Tout service de correspondances postales doit remplir trois conditions, à savoir : fréquence des voyages, exécution de ces voyages à date fixe, rapidité et sécurité du transport. Il faut que le navire parte régulièrement, en toute saison, quels que soient l’état des relations commerciales et le mouvement des voyageurs, c’est-à-dire que, pour certains voyages, sa cale et ses cabines peuvent être à peu près vides et ne lui procurer qu’un fret insignifiant. Il est nécessaire que sa construction et son armement présentent les plus grandes garanties de sécurité, puisqu’il est destiné à transporter non-seulement des passagers, mais encore les lettres, le numéraire et les marchandises les plus précieuses : or cette sécurité ne s’obtient que par une augmentation des frais de premier établissement et d’entretien. Enfin, pour atteindre le plus haut degré de rapidité, il est indispensable que le navire, avec ses proportions exceptionnelles, soit muni de puissantes machines et d’énormes approvisionnement de houille qui occupent sans profit un emplacement considérable. Voilà donc une entreprise qui, par sa nature même et par ses obligations, est placée en dehors de la concurrence. Elle pourrait, il est vrai, réclamer pour le transport des lettres et des valeurs qui lui sont confiées un prix calculé d’après les dépenses, et elle rentrerait ainsi dans les conditions générales qui régissent toute opération de commerce ; mais alors ce prix deviendrait tellement élevé que les communications postales par les voies rapides seraient fort réduites, et il en résulterait un grave dommage : il est même certain que dans de telles conditions les paquebots-postes ne se seraient jamais, établis. Les gouvernemens n’ont point hésité ; s’inspirant de l’intérêt public, ils n’ont considéré que le but à atteindre, et, convaincus que la subvention était indispensable pour l’organisation des services transocéaniques, ils ont accordé ces subventions ; c’est ce qui a eu lieu en France, en Angleterre et aux États-Unis. Ces exemples valent toutes les démonstrations.

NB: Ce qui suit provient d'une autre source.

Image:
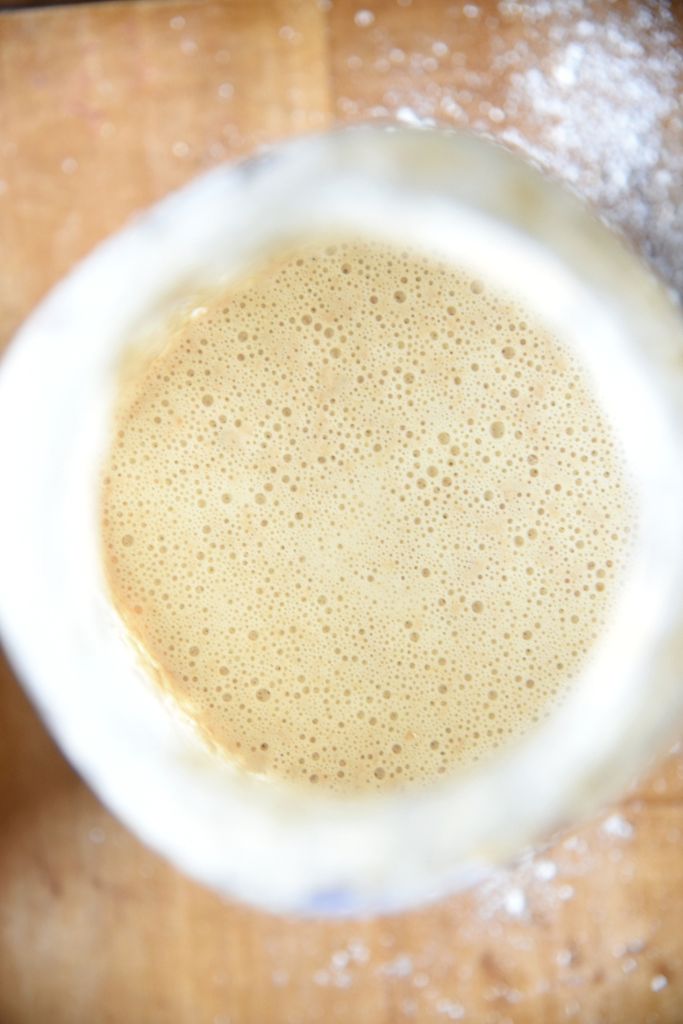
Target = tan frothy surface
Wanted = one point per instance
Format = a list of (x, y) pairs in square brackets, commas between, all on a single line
[(365, 515)]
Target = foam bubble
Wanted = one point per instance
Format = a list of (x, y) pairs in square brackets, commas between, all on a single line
[(366, 515)]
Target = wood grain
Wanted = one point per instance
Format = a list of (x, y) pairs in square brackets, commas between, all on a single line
[(102, 110)]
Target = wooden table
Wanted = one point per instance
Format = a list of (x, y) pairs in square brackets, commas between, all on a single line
[(102, 110)]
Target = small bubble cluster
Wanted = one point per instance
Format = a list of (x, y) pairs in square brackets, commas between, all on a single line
[(366, 515)]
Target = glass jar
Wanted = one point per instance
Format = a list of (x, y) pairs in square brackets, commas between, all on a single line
[(286, 849)]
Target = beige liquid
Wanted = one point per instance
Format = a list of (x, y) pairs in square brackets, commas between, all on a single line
[(365, 516)]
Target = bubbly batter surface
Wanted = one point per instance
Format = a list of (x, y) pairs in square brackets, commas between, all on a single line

On objecte que, grâce à la, subvention qui s’ajoute aux recettes de l’exploitation commerciale, les entreprises de paquebots réalisent des bénéfices, et qu’il serait beaucoup plus simple de réserver ces bénéfices pour l’état qui exploiterait directement les transports, plutôt que de laisser répartir les profits entre des capitalistes actionnaires. Dans cet ordre d’idées, on demande pourquoi le gouvernement ne pourvoirait pas au service des transports maritimes comme il pourvoit au service des postes sur les routes de terre, avec la chance de réaliser à son compte les bénéfices que prélèvent les compagnies. — L’objection n’est pas nouvelle : nous l’avons vue se produire à l’occasion des chemins de fer, lorsque s’est agitée la question de savoir si l’exploitation devait être retenue par l’état ou confiée à l’industrie privée. Les motifs qui, après de longues discussions, ont fait prévaloir le régime des compagnies de préférence à l’exploitation directe par l’état, existent, plus impérieux encore, pour l’organisation des paquebots. En outre, pour ces derniers, l’expérience a prononcé. Pendant plusieurs, années, le gouvernement français a entrepris le service des transports maritimes dans la Méditerranée : ce service lui a été financièrement très onéreux. Lorsqu’il s’en est dessaisi, non-seulement la subvention qu’il a du payer à la compagnie concessionnaire a été bien inférieure à la somme dès perles qu’il avait eu à supporter comme exploitant, mais encore les opérations commerciales se sont développées au point de compenser indirectement, pour le trésor, les frais de la subvention. C’est une question que l’on peut tenir pour jugée, et il serait vraiment superflu d’insister sur les argumens de doctrine et de fait qui recommandent le système dont l’adoption est consacrée aujourd’hui par la pratique des grandes nations maritimes.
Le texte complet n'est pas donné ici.